唱えた呪と同時に起きた小規模な落雷に打たれ、声すら上げずに地面へと落下する大きな影。

それは‘ロックバード’と云う大型の猛禽類の姿をした魔物だった。


ロックバードは大きなものでは翼を広げると40~50メートルにもなり、魔法は使えないがその大きな体躯を生かしての遥か上空からの高速での体当たりや、3000メートル級の山脈を苦も無く超える強靭な翼から繰り出される暴風攻撃などで、ギルドが定めたランクはCランクとなっている。(ちなみに夕也が以前倒したスライムはEランク、ウルフと野生ビーはE+ランクである。)


地面に叩き付けられたのと、落雷による痺れからピクピクと痙攣したまま動けないでいるロックバードに近づいた夕也は、その翼から風切り羽を数本引き抜き、ナイフで首に殺してしまわない程度の傷を付けて預かってきた小瓶に傷口から滴る血を採取した。そして、数歩後ずさりロックバードに止めを差すために再度呪を唱えた。


「“切り裂け”【ヴィント】」


魔法が発動し、一刃のカマイタチがロックバードの夕也の胴ほどもある太い首を両断し、一瞬の後にその体は消え失せ、後には結晶のみが残された。
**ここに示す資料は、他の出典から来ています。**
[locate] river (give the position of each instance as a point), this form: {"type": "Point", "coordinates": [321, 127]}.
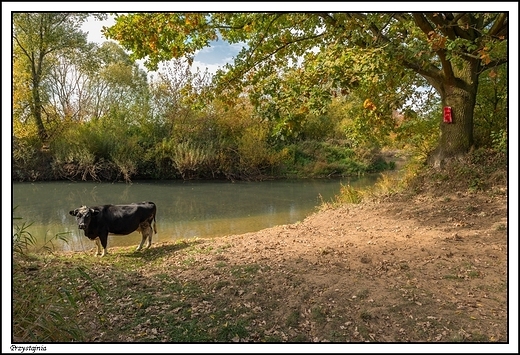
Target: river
{"type": "Point", "coordinates": [184, 209]}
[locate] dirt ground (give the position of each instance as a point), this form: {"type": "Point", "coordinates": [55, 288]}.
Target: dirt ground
{"type": "Point", "coordinates": [424, 267]}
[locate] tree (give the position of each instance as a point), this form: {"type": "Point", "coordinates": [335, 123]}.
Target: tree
{"type": "Point", "coordinates": [36, 37]}
{"type": "Point", "coordinates": [449, 50]}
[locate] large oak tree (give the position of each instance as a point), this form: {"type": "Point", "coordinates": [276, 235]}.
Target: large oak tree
{"type": "Point", "coordinates": [449, 50]}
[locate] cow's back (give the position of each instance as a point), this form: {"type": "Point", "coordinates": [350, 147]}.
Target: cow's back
{"type": "Point", "coordinates": [125, 219]}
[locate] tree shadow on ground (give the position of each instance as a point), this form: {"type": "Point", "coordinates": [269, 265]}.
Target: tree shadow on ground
{"type": "Point", "coordinates": [160, 250]}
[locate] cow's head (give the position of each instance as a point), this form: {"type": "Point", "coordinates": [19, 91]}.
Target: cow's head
{"type": "Point", "coordinates": [83, 216]}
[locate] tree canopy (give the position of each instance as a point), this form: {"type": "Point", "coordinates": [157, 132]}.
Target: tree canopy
{"type": "Point", "coordinates": [336, 51]}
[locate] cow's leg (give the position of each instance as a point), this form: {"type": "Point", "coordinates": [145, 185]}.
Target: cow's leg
{"type": "Point", "coordinates": [149, 230]}
{"type": "Point", "coordinates": [104, 240]}
{"type": "Point", "coordinates": [142, 228]}
{"type": "Point", "coordinates": [98, 247]}
{"type": "Point", "coordinates": [146, 232]}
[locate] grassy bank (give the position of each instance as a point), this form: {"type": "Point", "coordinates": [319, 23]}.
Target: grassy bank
{"type": "Point", "coordinates": [393, 268]}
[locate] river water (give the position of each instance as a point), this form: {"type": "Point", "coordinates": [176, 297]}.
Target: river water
{"type": "Point", "coordinates": [184, 209]}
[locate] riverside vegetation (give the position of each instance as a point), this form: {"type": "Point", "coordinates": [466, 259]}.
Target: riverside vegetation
{"type": "Point", "coordinates": [422, 257]}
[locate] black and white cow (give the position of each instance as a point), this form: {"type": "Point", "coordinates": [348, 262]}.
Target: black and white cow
{"type": "Point", "coordinates": [99, 221]}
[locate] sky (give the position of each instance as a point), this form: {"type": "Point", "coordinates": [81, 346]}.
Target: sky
{"type": "Point", "coordinates": [213, 57]}
{"type": "Point", "coordinates": [218, 54]}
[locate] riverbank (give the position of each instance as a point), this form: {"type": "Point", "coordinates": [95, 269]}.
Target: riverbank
{"type": "Point", "coordinates": [428, 265]}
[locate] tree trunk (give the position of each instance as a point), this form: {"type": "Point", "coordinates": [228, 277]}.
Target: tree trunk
{"type": "Point", "coordinates": [459, 93]}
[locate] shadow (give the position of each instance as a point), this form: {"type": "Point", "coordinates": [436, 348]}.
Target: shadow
{"type": "Point", "coordinates": [160, 250]}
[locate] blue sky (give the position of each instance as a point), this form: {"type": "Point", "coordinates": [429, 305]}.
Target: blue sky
{"type": "Point", "coordinates": [213, 57]}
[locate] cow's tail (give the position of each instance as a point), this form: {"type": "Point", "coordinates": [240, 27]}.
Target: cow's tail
{"type": "Point", "coordinates": [154, 225]}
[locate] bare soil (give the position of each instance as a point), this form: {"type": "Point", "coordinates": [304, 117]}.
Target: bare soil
{"type": "Point", "coordinates": [429, 264]}
{"type": "Point", "coordinates": [423, 266]}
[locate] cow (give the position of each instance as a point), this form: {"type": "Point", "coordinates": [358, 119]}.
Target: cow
{"type": "Point", "coordinates": [98, 221]}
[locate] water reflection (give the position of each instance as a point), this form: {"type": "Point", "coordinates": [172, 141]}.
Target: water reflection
{"type": "Point", "coordinates": [184, 209]}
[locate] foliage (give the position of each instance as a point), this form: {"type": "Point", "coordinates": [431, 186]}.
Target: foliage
{"type": "Point", "coordinates": [491, 108]}
{"type": "Point", "coordinates": [36, 37]}
{"type": "Point", "coordinates": [292, 63]}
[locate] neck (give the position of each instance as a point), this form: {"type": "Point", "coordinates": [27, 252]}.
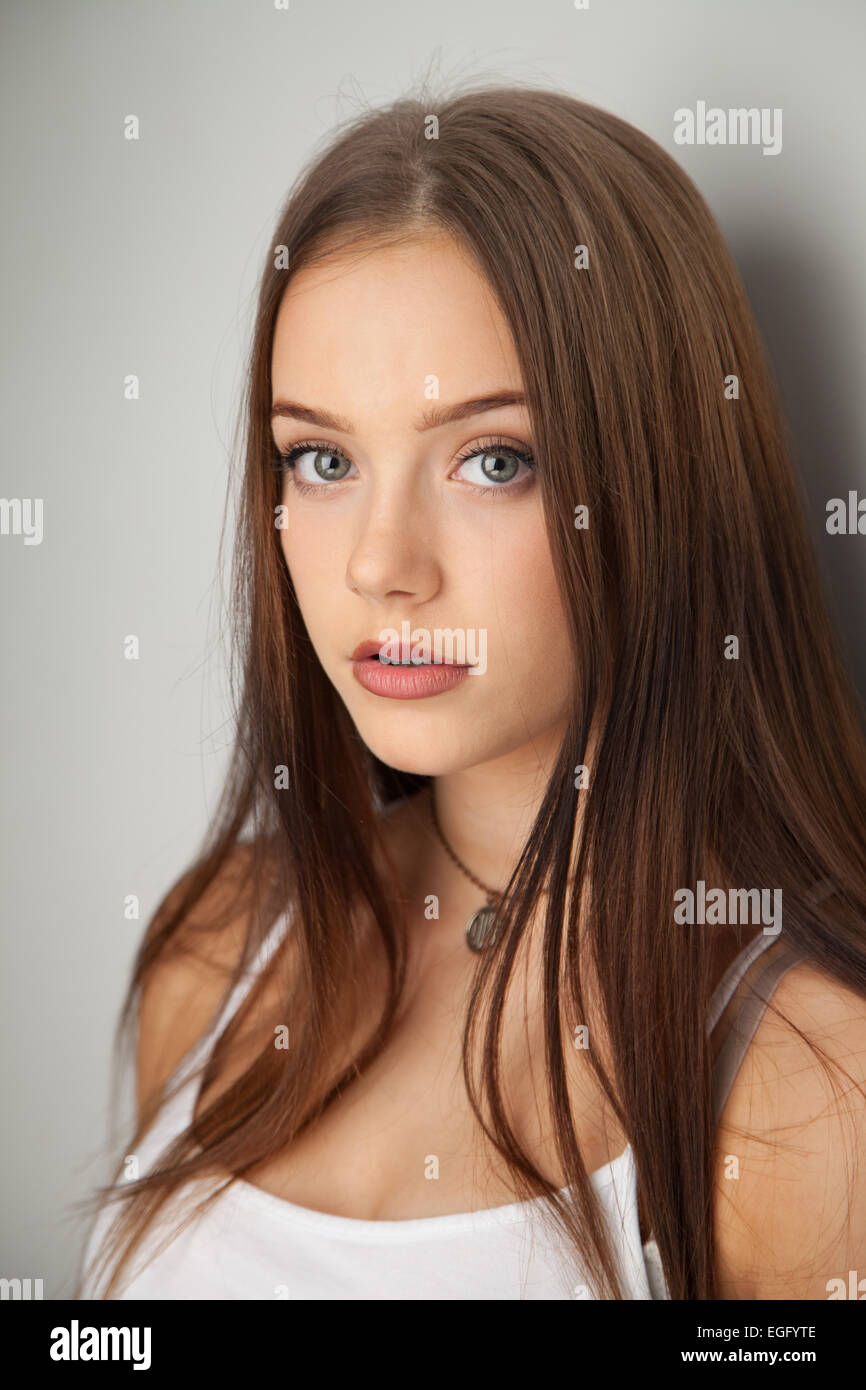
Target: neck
{"type": "Point", "coordinates": [488, 811]}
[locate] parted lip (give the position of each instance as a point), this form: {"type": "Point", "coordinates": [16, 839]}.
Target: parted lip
{"type": "Point", "coordinates": [371, 648]}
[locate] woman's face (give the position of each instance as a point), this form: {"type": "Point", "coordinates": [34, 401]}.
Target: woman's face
{"type": "Point", "coordinates": [399, 527]}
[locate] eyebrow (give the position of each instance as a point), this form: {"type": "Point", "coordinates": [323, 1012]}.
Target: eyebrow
{"type": "Point", "coordinates": [431, 419]}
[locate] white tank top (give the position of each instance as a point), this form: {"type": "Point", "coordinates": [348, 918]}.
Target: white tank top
{"type": "Point", "coordinates": [253, 1244]}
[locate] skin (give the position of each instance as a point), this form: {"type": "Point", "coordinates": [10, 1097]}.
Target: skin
{"type": "Point", "coordinates": [405, 538]}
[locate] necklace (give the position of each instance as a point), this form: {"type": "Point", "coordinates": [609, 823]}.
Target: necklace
{"type": "Point", "coordinates": [478, 929]}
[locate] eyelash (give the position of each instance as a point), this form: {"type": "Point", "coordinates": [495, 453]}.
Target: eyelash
{"type": "Point", "coordinates": [285, 462]}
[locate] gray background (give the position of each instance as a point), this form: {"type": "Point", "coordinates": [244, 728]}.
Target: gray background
{"type": "Point", "coordinates": [142, 257]}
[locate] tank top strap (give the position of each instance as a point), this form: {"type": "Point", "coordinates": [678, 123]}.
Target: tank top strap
{"type": "Point", "coordinates": [237, 997]}
{"type": "Point", "coordinates": [738, 1005]}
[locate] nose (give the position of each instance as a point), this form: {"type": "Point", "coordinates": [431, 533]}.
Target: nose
{"type": "Point", "coordinates": [394, 553]}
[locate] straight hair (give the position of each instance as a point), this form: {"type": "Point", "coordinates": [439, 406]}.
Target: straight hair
{"type": "Point", "coordinates": [754, 769]}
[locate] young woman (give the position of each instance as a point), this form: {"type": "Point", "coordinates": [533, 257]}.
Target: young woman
{"type": "Point", "coordinates": [527, 957]}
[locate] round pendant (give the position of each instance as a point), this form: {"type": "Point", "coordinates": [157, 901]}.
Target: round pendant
{"type": "Point", "coordinates": [478, 929]}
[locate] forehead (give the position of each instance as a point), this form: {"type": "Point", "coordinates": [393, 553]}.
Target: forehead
{"type": "Point", "coordinates": [392, 316]}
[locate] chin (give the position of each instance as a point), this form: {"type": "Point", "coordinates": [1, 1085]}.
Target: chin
{"type": "Point", "coordinates": [419, 751]}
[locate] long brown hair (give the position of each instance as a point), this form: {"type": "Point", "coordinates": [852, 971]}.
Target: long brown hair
{"type": "Point", "coordinates": [695, 534]}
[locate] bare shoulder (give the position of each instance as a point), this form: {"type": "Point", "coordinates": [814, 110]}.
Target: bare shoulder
{"type": "Point", "coordinates": [790, 1198]}
{"type": "Point", "coordinates": [184, 987]}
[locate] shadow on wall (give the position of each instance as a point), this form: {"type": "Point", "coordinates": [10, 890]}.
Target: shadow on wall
{"type": "Point", "coordinates": [805, 321]}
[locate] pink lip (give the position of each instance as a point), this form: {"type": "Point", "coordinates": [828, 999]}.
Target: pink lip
{"type": "Point", "coordinates": [398, 681]}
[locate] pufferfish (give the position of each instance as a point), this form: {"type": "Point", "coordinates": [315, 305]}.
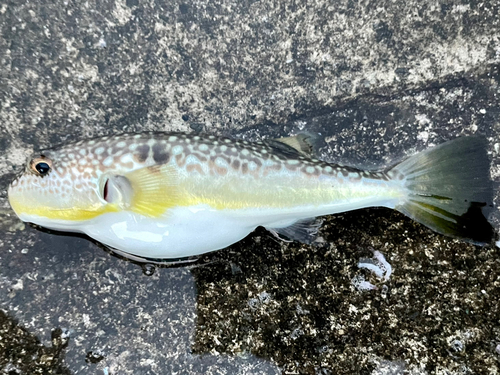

魔物はその命が終わると結晶を残して消滅するため、皮や羽といった素材の収集は生きたまま行う必要があった。その為、魔物の体からの素材の収集は難易度が高く、特にロックバードの様な空を飛ぶ相手はすぐに逃げられてしまうため、魔物の体の一部を使った装飾品などは非常な高値で取引されることもある。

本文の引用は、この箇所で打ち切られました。